Elon Musk's X Corp sued California on Friday over a state law establishing new transparency rules for social media companies, requiring them to publish their policies for policing disinformation, harassment, hate speech and extremism.
X, the social media platform once known as Twitter, said the law known as Assembly Bill 587 violates its free speech rights under the US Constitution's First Amendment and California's state constitution.
In a complaint filed in federal court in Sacramento, California, X said the law's "true intent" was to pressure social media companies into eliminating content the state found objectionable.
By doing so, California is forcing companies to adopt the state's views on politically charged issues, "a form of compelled speech in and of itself," X said.
After buying Twitter for $44 billion last October, Musk, a self-described free speech absolutist, laid off many employees responsible for monitoring and regulating content, and restored some accounts that prior management had banned.
The Anti-Defamation League and the Center for Countering Digital Hate have documented increases in the volume of hate speech on X targeting Jews, Black people, gay men and trans people since Musk took over.
Musk, the world's richest person, also runs the electric car company Tesla and space exploration company SpaceX.
The office of California Attorney General Rob Bonta, which enforces state laws, said it will respond to the complaint in court.

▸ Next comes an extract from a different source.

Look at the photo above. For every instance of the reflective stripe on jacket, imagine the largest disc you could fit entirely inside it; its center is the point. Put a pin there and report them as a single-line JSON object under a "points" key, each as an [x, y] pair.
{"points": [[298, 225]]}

AB 587 requires social media companies with at least $100 million of gross annual revenue to issue semiannual reports that describe their content moderation practices, and provide data on the numbers of objectionable posts and how they were addressed.
The law also requires companies to provide copies of their terms of service. Failure to comply risks civil fines of up to $15,000 per violation per day.
Gavin Newsom, California's Democratic governor, signed the law last September, saying the state would not let social media be "weaponized" to spread hate and disinformation.
Musk laid off thousands of employees after buying Twitter, and on Monday blamed critics, including the ADL for a 60% decline in US advertising revenue.
In a recent interview, A.J. Brown, who resigned in June as X's head of brand safety and ad quality, said policy changes adopted by Musk that limited the visibility of objectionable posts on X rather than removing them made it difficult to convince advertisers the platform was safe.
The case is X Corp v Bonta, US District Court, Eastern District of California, No. 23-at-00903.